SK Hynix's record IPO reflects a fundamental shift in memory-chip economics driven by AI demand. Historically, the memory industry has been defined by boom-and-bust cycles with thin margins, but the earnings figures now support premium valuations. Micron's fiscal third-quarter revenue of $41.5 billion(約6.6兆円)—up about 350% year over year—and guidance for about $50 billion(約8兆円) in the next quarter with gross margins of about 86% underscore how the AI boom has transformed the sector's profitability.

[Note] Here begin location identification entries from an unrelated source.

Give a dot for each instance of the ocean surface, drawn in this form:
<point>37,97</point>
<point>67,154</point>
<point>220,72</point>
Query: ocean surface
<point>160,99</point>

The intensity of demand for the SK Hynix offering carries a dual message. The more than seven times oversubscription and the rare pricing premium of nearly 3% to Seoul levels show that global capital sees sustained opportunity in AI memory. SK Hynix's Seoul-listed shares have more than tripled this year and the company crossed a $1 trillion(約160兆円) market value in May, indicating confidence among existing shareholders as well.
Yet the article raises a structural concern: the proceeds of this record raise will eventually become new supply, and memory has always been cyclical. Even after the past year's historic run, Micron trades at only about 6 times forward earnings, which the article interprets as the market's signal that earnings at these levels are not expected to last forever. The sequential slowdown in Micron's growth rate—from 74% quarter-over-quarter in fiscal Q3 to guided 21% in Q4—hints that the acceleration phase may be moderating. Large capacity investments like SK Hynix's typically mark the moment when a boom begins to seed its own correction.